Files
natsdotnet/docs/plans/2026-02-23-sections-7-10-gaps-design.md
2026-02-23 00:17:35 -05:00

227 lines
8.5 KiB
Markdown

# Sections 7-10 Gaps Design: Monitoring, TLS, Logging, Ping/Pong
**Date:** 2026-02-23
**Scope:** Implement remaining gaps in differences.md sections 7 (Monitoring), 8 (TLS), 9 (Logging), 10 (Ping/Pong)
**Goal:** Go parity for all features within scope
---
## Section 7: Monitoring
### 7a. `/subz` Endpoint
Replace the empty stub with a full `SubszHandler`.
**Models:**
- `Subsz` — response envelope: `Id`, `Now`, `SublistStats`, `Total`, `Offset`, `Limit`, `Subs[]`
- `SubszOptions``Offset`, `Limit`, `Subscriptions` (bool for detail), `Account` (filter), `Test` (literal subject filter)
- Reuse existing `SubDetail` from Connz
**Algorithm:**
1. Iterate all accounts (or filter by `Account` param)

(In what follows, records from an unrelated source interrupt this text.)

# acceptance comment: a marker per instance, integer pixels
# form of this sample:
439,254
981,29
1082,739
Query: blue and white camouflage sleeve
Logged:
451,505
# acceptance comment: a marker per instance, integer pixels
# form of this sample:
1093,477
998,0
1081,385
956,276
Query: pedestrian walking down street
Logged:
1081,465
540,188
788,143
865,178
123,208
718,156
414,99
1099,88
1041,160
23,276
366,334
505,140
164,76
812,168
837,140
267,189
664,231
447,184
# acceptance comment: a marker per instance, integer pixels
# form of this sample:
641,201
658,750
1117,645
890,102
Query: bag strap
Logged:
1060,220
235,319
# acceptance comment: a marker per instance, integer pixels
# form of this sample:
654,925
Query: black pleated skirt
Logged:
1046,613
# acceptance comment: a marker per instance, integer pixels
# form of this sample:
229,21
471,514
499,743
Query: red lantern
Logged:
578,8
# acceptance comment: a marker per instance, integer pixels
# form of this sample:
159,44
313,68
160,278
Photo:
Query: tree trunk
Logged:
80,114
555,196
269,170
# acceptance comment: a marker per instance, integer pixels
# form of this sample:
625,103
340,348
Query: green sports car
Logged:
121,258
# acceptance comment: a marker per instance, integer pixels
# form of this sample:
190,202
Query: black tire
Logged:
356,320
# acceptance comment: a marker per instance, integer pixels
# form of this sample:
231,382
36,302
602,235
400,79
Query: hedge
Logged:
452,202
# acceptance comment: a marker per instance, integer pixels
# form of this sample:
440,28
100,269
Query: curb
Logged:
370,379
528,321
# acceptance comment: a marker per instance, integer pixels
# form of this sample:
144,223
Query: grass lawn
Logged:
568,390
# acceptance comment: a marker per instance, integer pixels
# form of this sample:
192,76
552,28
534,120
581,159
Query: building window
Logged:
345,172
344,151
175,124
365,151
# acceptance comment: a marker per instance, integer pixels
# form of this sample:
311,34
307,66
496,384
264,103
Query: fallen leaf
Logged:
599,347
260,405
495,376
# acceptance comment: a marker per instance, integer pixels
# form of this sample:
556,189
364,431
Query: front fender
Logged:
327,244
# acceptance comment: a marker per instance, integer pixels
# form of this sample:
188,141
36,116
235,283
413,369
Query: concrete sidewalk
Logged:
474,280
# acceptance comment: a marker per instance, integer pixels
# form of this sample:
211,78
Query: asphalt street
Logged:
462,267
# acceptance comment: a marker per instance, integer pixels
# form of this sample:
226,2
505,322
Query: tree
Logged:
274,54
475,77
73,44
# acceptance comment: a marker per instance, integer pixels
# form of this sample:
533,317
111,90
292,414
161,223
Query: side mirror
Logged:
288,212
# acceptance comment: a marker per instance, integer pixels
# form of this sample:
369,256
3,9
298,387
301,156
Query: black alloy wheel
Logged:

2. Collect all subscriptions from each account's SubList
3. If `Test` subject provided, filter using `SubjectMatch.MatchLiteral()` to only return subs that would receive that message
4. Apply pagination (offset/limit)
5. If `Subscriptions` is true, include `SubDetail[]` array
**SubList stats** — add a `Stats()` method to `SubList` returning `SublistStats` (count, cache size, inserts, removes, matches, cache hits).
**Files:** New `Monitoring/SubszHandler.cs`, `Monitoring/Subsz.cs`. Modify `MonitorServer.cs`, `SubList.cs`.
### 7b. Connz `ByStop` / `ByReason` Sorting
Add two missing sort options for closed connection queries.
- Add `ByStop` and `ByReason` to `SortOpt` enum
- Parse `sort=stop` and `sort=reason` in query params
- Validate: these sorts only work with `state=closed` — return error if used with open connections
### 7c. Connz State Filtering & Closed Connections
Track closed connections and support state-based filtering.
**Closed connection tracking:**
- `ClosedClient` record: `Cid`, `Ip`, `Port`, `Start`, `Stop`, `Reason`, `Name`, `Lang`, `Version`, `InMsgs`, `OutMsgs`, `InBytes`, `OutBytes`, `NumSubs`, `Rtt`, `TlsVersion`, `TlsCipherSuite`
- `ConcurrentQueue<ClosedClient>` on `NatsServer` (capped at 10,000 entries)
- Populate in `RemoveClient()` from client state before disposal
**State filter:**
- Parse `state=open|closed|all` query param
- `open` (default): current live connections only
- `closed`: only from closed connections list
- `all`: merge both
**Files:** Modify `NatsServer.cs`, `ConnzHandler.cs`, new `Monitoring/ClosedClient.cs`.
### 7d. Varz Slow Consumer Stats
Already at parity. `SlowConsumersStats` is populated from `ServerStats` counters. No changes needed.
---
## Section 8: TLS
### 8a. TLS Rate Limiting
Already implemented via `TlsRateLimiter` (semaphore + periodic refill timer). Wired into `AcceptClientAsync`. Only a unit test needed.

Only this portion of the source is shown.